Wozu Selbstmitgefühl ?

„…denn das Hören der inneren Weisheit erfordert Stille.“  Luise Reddemann

In unserer Gesellschaft zählen Erfolg, Stärke, Schnelligkeit und Durchhaltevermögen. Gut ist, wer viele Überstunden hat, schnell befördert wird, erst um 22 Uhr von der Arbeit kommt. Unterbrochene Berufsbiografien, Findungsphasen, Muße tun, an sich halten, alles muss gerechtfertigt sein, alles muss einen Sinn haben, einen wirtschaftlichen, karrieristischen Erfolg bringen. Verletzlichkeit, Unsicherheit, Schwäche, Traurigkeit und Sensibilität haben da wenig Platz.  

Wenn aber etwas schief geht, wir die Anforderungen nicht erfüllen konnten, zweifeln wir zuerst an uns und geben uns selbst die Schuld. Damit fühlen wir uns noch schlechter und allein. Selbstkritische Gedanken (Das war ja klar, dass das wieder nicht klappt. Das schaffe ich nie.) ziehen uns unversehens immer weiter runter. Die Stille um uns herum halten wir kaum aus.

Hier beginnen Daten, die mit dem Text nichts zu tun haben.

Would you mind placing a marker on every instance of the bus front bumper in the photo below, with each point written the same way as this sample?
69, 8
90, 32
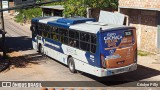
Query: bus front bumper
109, 72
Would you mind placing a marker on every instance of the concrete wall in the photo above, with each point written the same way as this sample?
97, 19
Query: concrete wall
94, 12
146, 24
140, 3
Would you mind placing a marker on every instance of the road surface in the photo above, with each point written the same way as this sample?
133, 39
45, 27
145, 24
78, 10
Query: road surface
28, 65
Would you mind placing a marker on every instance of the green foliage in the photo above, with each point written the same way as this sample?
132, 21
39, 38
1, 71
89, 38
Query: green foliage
74, 8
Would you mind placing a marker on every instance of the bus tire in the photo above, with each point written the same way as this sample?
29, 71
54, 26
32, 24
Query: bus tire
71, 65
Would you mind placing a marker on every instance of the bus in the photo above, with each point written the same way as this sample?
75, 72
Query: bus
85, 45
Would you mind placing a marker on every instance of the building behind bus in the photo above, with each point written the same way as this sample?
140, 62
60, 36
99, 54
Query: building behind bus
145, 16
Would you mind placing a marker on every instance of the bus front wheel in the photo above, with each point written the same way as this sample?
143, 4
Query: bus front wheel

Woher kommt das und warum behandeln wir uns selbst so schlecht, wenn wir leiden? Vielen Menschen wird schon von klein auf mit auf den Weg gegeben: Sei stark, Du musst Dich nur anstrengen. Alles ist möglich. Oder aber auch: Das schaffst Du nicht, das musst Du so und so machen, streng Dich mehr an. Damit wachsen wir auf und verinnerlichen diese Sätze. Wenig Selbstmitgefühl ist ein generationenübergreifendes Phänomen, es wird also transgenerational weitergegeben. Wer für sich selbst kein Mitgefühl spüren kann, kann es für andere Menschen auch nicht.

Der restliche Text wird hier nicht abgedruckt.